Date of review: December 17, 2013 | Reviewed by:
With marble floors and dark timber walls, this suave and business-like dining room brings a slice of Wall Street classicism to Queen’s Road Central. At the entrance is a bar to start the night, and further in are well-spaced tables lit by candlelight, city lights shining in from the tall windows, and dimmed lights from the statement fittings. The soundtrack containing the likes of The Beatles mixes with the hearty laughs of a good day on the markets, as well as date night cooing emanating from the comfortably plush leather banquettes.

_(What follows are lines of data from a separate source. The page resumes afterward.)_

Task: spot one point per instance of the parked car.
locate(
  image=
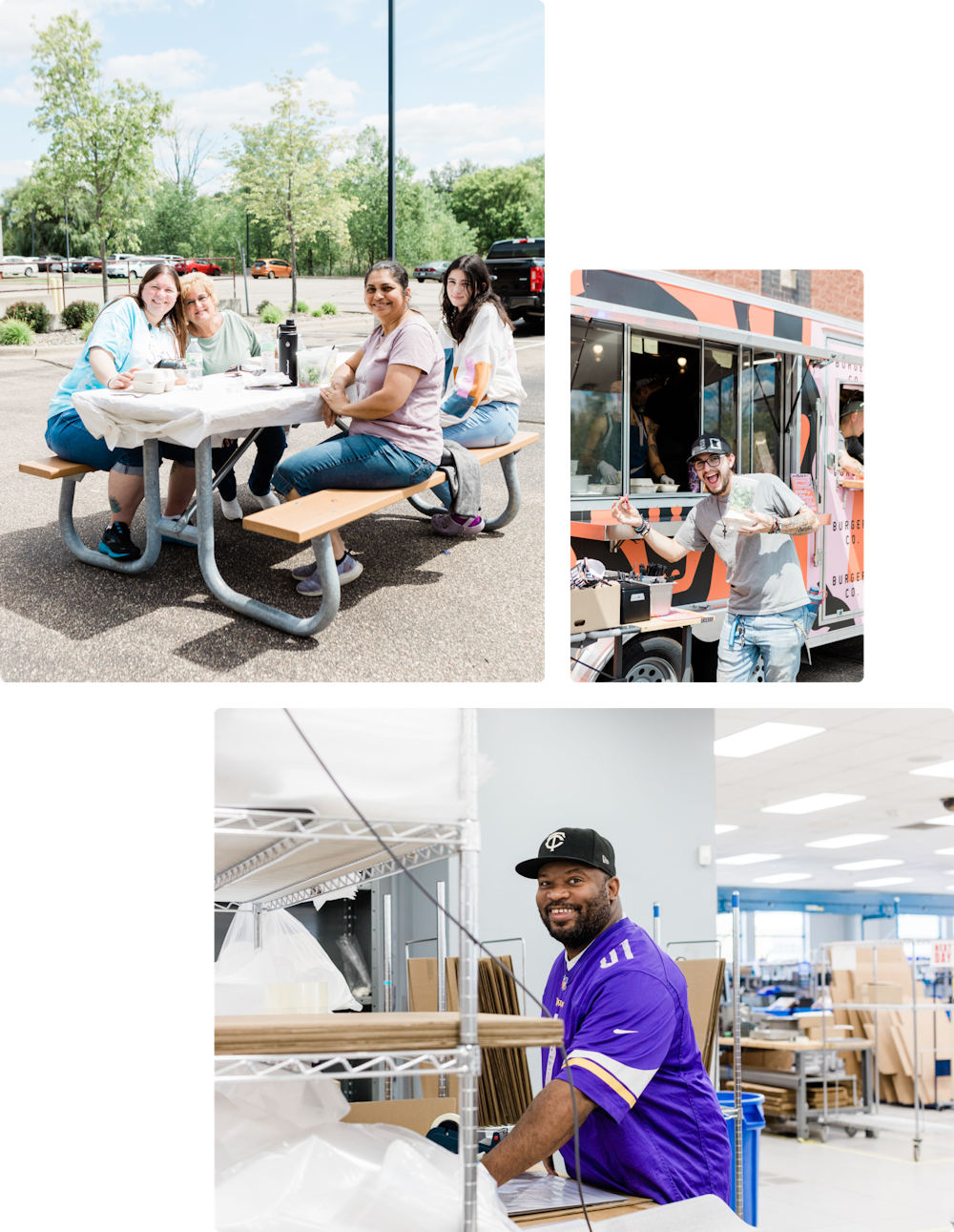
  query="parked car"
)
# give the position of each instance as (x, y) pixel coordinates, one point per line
(197, 265)
(13, 265)
(432, 270)
(271, 269)
(136, 265)
(518, 269)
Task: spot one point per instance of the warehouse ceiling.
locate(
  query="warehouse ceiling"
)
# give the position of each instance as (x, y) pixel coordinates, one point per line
(860, 752)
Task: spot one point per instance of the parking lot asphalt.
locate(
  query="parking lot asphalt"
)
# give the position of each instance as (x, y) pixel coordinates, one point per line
(425, 609)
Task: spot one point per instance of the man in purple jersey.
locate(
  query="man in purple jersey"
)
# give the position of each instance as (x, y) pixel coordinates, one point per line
(649, 1118)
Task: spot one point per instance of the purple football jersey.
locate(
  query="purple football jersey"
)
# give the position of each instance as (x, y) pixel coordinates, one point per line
(657, 1130)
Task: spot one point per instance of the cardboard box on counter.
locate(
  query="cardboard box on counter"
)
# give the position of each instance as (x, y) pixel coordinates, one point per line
(594, 608)
(412, 1114)
(879, 994)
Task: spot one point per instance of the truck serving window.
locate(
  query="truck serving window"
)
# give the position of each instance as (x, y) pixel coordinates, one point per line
(596, 430)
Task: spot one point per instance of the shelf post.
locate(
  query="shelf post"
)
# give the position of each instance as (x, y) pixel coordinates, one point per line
(442, 968)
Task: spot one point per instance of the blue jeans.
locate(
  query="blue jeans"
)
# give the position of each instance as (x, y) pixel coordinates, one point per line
(495, 423)
(778, 637)
(68, 439)
(360, 461)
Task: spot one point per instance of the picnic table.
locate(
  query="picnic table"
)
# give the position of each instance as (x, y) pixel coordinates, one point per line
(198, 419)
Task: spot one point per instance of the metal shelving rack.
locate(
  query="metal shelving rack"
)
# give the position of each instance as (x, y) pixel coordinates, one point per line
(280, 858)
(876, 1120)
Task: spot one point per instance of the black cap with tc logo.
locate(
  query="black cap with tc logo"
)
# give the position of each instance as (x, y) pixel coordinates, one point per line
(584, 846)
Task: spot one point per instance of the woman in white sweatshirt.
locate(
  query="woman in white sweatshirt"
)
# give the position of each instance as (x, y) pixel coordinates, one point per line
(483, 390)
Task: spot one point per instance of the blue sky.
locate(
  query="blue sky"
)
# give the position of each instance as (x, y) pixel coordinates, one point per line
(469, 77)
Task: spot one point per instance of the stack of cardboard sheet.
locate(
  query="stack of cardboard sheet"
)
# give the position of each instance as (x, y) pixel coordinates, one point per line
(853, 981)
(270, 1034)
(597, 1212)
(704, 987)
(780, 1100)
(504, 1087)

As is expected of a steakhouse, the focal point of the menu is steak, although Mario Batali’s Carnevino has clearly gone the extra mile, and shown its Italian inflection by offering a large and creative selection of raw, cold and hot starters. To start, the octopus with limoncello and chilli is braised to achieve optimum tenderness, as well as flavour, which is deep, earthy and rich, with just a hint of a spice kick from the chilli. Another starter, the carne cruda alla Piedmontese, better known as a steak tartar, is chopped rather fine, rendering it a soft, paste-like texture that spreads a little too easily on the crostini with which it is served. The capers and pickled mushrooms on top give the dish some respite and balance in both texture and flavour. Staying with meats, the steak options for the main course will delight the carnivorous gourmand with specialities such as dry-aged and grass-fed steaks. The 18-ounce dry-aged New York strip is aged for a minimum of 70 days, which gives it its gratifying savoury pang, akin to Parmesan cheese, and its chewier texture. To finish, the desserts are simple yet done well, such as the cherry apple turnover with pecan ice-cream. The turnover is a hot, crispy and slightly tart pocket of joy, especially when smothered with the cool, nutty goodness of the ice-cream.
The wine list is extensive and varied, with selections from Italy, France, Australia and the US. As an Italian-influenced steakhouse, it is natural that Italian wines feature extensively. Aside from sparkling wines, which are offered by the glass, more than a dozen wines are offered by “quartino” (250ml).
The staff are swift, polite and well-paced, giving the dining room an air of professionalism. The team is clearly working comfortably and in harmony. Explanations and suggestions are offered graciously and without hesitation.
A meal for two with wine costs about HK$2,500, which is decent value considering its Mario Batali brand name and location.